Circular references and python

James Logajan JamesL at Lugoj.Com
Fri Feb 4 00:47:57 EST 2000


Neel Krishnaswami wrote:
> 
> James Logajan <JamesL at Lugoj.Com> wrote:
> > Neel Krishnaswami wrote:
> > > Apply Neil Schemenauer's patches that convinces Python to use the
> > > Boehm garbage collector, or just live with the garbage, if your
> > > program is relatively short-lived. You can find his patch at:
> > >
> > >   http://www.acs.ucalgary.ca/~nascheme/python/gc.html
> > >
> > > Manually freeing memory is ugly and error-prone. Don't do it. :)
> >
> > The vast majority of code (and programming languages) in the world
> > require explicit memory de-allocation. I don't believe that a GC
> > scheme has yet been invented that will work well for all problem
> > domains. I'm sure if it had, we'd all be using it by now. ;)
> 
> Shrug. Then you can allocate a hunk of memory and manually collect the
> pieces of it, and just let the gc handle the whole hunk. You still win
> on the whole.

Sorry, not sure I understand that.

> I think a lot of people are working with severely outdated notions of
> the performance of of garbage collectors. Even 16 or 17 years ago
> garbage collection was expensive enough that Lisp Machiness made it
> something you ran manually every few days.
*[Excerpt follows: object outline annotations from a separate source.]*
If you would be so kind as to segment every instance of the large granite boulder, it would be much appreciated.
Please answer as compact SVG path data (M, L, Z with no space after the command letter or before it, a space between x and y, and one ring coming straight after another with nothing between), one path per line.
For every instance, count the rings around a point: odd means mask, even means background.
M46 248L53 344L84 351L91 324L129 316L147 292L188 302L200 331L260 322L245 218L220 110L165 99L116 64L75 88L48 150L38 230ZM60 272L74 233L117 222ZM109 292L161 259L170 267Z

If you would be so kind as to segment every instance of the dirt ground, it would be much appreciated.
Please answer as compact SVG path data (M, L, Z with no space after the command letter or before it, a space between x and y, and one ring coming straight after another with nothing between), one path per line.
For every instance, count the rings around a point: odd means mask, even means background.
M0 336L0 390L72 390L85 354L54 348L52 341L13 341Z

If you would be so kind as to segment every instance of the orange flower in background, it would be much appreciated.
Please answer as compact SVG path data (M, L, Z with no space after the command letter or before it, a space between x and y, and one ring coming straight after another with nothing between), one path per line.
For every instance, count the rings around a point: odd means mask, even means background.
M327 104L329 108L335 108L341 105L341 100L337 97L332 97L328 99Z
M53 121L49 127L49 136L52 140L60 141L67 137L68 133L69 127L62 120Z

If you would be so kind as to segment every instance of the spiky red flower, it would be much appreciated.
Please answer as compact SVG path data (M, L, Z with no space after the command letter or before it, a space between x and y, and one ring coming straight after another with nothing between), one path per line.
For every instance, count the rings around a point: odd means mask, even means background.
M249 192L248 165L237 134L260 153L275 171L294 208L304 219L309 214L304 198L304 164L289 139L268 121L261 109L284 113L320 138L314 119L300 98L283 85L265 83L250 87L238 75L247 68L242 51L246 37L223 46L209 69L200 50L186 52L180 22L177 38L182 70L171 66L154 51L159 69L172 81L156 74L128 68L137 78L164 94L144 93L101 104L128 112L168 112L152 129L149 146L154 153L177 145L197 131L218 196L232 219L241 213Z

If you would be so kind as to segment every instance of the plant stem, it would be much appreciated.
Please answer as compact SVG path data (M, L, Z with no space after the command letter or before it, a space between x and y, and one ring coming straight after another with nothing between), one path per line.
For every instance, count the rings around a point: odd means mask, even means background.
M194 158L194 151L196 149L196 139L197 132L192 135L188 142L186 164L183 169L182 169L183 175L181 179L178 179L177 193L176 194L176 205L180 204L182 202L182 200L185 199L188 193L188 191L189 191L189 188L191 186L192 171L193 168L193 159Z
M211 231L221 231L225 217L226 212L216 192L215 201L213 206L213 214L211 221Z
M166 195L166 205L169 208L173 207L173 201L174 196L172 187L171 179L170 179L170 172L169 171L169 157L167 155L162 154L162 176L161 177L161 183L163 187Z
Have the algorithms improved, or have clock speeds gotten high enough that
the problem has been submerged? Aren't there important pathological problem
domains (data structures) which limit most all GC schemes? I know in
sorting, I have a choice of quick-sort which is generally faster than most
other sorting schemes, but there exist orderings which reduce it to N^2
complexity (pathological cases). On the other hand, if I'm willing to run
just a tad slower than quick-sort, I can use heap-sort and be assured of
N*log(N) complexity for all orderings. I'll admit I'm not sure what the
situation is with GC these days; any good (and relatively current) books on
the subject? Web searches come up with too damn many schemes, which suggests
to an old fart like me that the no single good GC scheme has been worked
out.

> But the state of the art has improved hugely: in _Compiling with
> Continuations_, Andrew Appel claims that a well-tuned generational
> garbage collector is competative with stack allocation in terms of
> speed, for functional and OO languages. (IIRC, SML/NJ allocates even
> activation records on the heap, and wins doubly because this
> simplifies the runtime.)

I'll look into Appel's book, but suggestions from others are appreciated.